そして、土地と建物は、「別々」の不動産であるという点は確認しておいて下さい。

たとえば、自己所有地の上に自宅を所有していて、銀行から借り入れのために自宅(土地と建物)に抵当権を設定する場合、感覚的に一つの抵当権を設定するように感じる人もいるかもしれませんが、たとえ所有者が同じであったとしても、土地と建物は別々の不動産なので、土地と建物の両方に別々の抵当権を設定していることになります(共同抵当)。

もう一つ、建物について注意してほしい点があります。土地と建物は別々の不動産ですが、建物は空中に浮いているわけではないので、建物を所有するためには、土地に関する利用権が必要だという点です。
したがって、建物だけの所有権を有していても、土地に関する何らかの利用権がなければ、それは不法占拠であって、土地の所有者から建物の明け渡しを迫られてしまいます。

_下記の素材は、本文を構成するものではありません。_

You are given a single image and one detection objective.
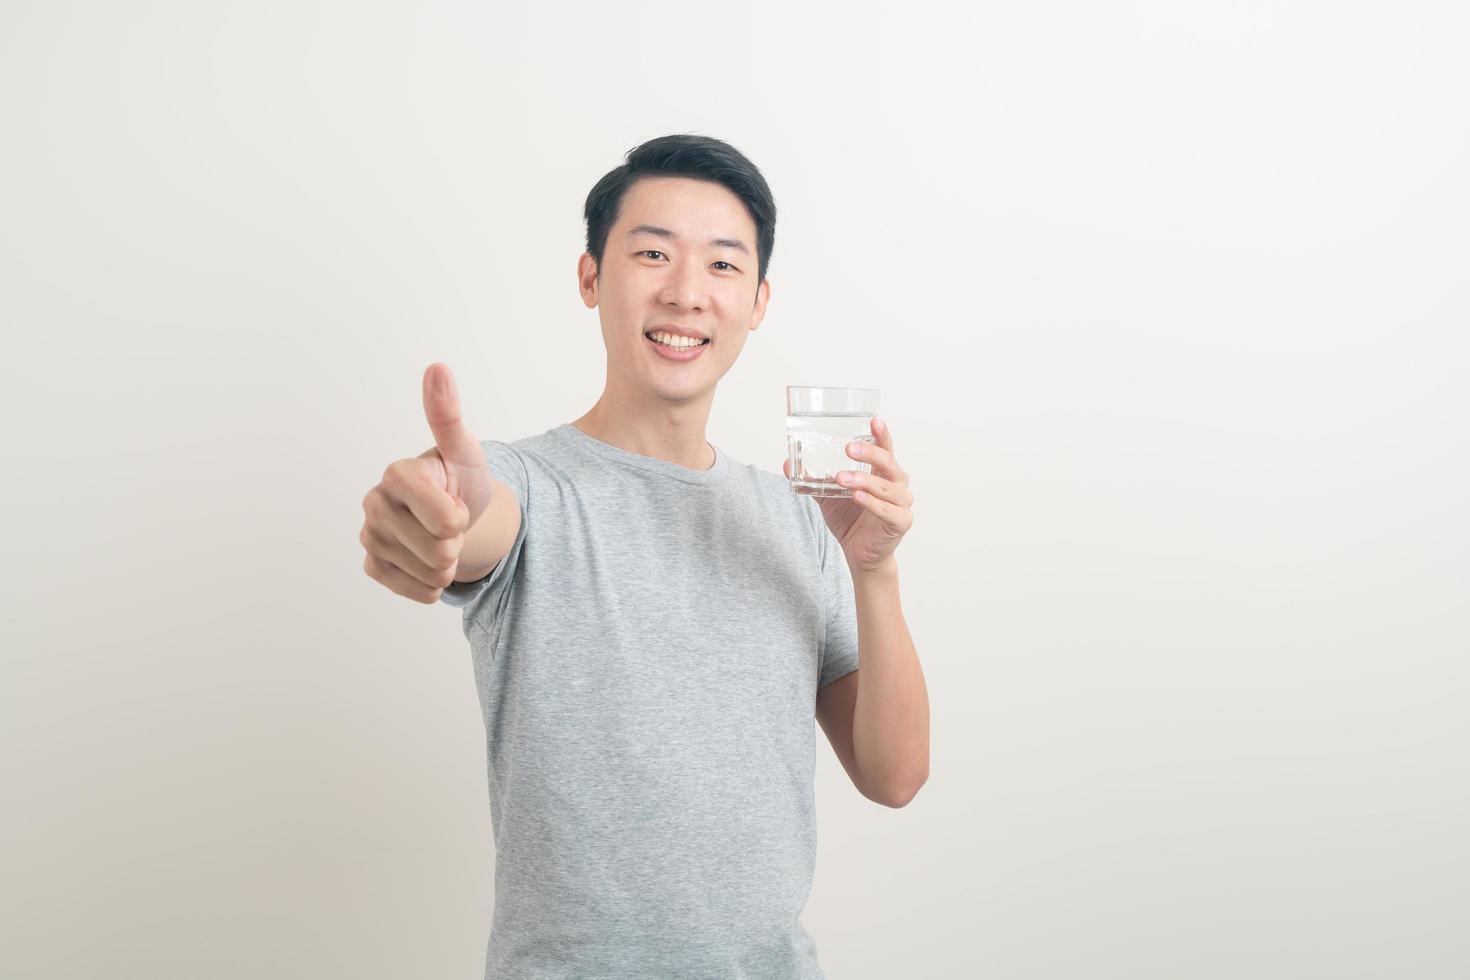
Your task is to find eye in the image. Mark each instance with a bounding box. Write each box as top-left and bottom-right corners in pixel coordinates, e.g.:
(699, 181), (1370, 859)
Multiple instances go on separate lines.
(639, 250), (737, 272)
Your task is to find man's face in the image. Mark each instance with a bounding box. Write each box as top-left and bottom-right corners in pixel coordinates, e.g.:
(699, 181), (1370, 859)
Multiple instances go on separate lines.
(579, 176), (770, 406)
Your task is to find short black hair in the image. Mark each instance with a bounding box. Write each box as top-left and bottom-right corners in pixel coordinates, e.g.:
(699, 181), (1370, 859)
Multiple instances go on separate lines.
(583, 133), (777, 284)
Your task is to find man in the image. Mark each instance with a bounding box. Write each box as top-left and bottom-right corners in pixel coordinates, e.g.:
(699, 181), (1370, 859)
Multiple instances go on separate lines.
(360, 134), (928, 979)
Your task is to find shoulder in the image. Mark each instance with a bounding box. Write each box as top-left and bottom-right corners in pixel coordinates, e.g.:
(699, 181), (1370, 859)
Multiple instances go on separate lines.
(478, 428), (565, 475)
(472, 429), (566, 507)
(728, 459), (826, 548)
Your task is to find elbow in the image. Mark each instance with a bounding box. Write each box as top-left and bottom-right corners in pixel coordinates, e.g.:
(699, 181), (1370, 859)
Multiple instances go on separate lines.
(874, 769), (928, 809)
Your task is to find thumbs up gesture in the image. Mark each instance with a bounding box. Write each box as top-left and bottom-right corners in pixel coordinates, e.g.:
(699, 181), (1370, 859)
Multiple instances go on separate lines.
(359, 364), (496, 603)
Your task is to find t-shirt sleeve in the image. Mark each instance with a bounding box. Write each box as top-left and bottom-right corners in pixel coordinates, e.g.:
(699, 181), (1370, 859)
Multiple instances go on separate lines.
(438, 439), (529, 611)
(812, 501), (860, 689)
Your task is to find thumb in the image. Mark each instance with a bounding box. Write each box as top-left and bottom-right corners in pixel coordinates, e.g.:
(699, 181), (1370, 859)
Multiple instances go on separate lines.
(422, 362), (482, 469)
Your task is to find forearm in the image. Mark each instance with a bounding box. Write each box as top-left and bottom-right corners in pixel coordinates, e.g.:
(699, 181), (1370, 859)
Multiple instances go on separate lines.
(850, 562), (930, 805)
(454, 477), (520, 584)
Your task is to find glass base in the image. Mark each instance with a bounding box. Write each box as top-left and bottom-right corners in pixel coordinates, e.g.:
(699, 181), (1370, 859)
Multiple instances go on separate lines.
(790, 478), (854, 498)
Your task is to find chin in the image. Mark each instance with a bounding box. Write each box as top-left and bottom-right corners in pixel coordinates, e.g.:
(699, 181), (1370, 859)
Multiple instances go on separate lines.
(651, 384), (704, 403)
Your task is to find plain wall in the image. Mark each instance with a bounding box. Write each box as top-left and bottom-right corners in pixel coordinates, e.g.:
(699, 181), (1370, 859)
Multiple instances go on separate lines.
(2, 1), (1466, 977)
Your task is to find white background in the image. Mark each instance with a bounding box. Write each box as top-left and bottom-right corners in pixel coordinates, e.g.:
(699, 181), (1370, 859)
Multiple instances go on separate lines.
(3, 1), (1466, 977)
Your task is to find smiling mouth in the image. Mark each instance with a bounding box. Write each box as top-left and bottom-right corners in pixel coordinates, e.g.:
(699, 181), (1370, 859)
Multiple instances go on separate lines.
(644, 332), (710, 348)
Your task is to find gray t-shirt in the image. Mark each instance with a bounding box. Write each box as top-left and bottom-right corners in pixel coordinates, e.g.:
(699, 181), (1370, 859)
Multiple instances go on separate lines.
(439, 422), (860, 979)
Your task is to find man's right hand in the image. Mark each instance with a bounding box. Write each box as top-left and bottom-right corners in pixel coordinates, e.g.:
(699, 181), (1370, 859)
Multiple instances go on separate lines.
(360, 363), (496, 603)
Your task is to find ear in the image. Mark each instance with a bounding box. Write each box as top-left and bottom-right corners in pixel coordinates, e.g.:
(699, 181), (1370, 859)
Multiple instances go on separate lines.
(577, 252), (599, 309)
(749, 276), (771, 331)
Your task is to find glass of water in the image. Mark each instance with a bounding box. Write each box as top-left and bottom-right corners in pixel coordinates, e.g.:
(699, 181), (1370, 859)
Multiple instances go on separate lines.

「借地上の建物の譲渡は、土地の賃借権の譲渡又は賃借物の転貸を伴う」という宅建で必要な知識は、これで理解できると思います。
地主Aから、土地を賃借したBが、自己所有の建物を当該借地上に建てましたが、この建物をCに譲渡しようとしたとします。建物の所有権はBにあるので、BはCに「建物」の所有権は譲渡できます。しかし、Bは土地の賃借権を持っているので、建物を所有するための土地の利用権(賃借権)を有していますが、Cに建物だけ譲渡して、賃借権を譲渡又は転貸しなければ、Cは土地の利用権がないことになります。したがって、借地上の建物の譲渡は、必然的に借地権の譲渡又は転貸を伴うことになります。

これに対して、借地上の建物の「賃貸」は、借地権の譲渡・転貸を伴いません。先ほどの例で、借地上に建物を建てたBが、当該建物をCに賃貸するだけであれば、建物の所有権はBにとどまることになり、Bは土地に関して賃借権という利用権を有しているので法律上特に問題はありません。
したがって、借地上の建物の譲渡は、借地権の譲渡・転貸を伴うが、借地上の建物の賃貸は、借地権の譲渡・転貸を伴わないという知識は理解できると思います。

ということで、「不動産」の定義だけでなく、不動産について学習上押さえておかなればならない知識も含めて解説しました。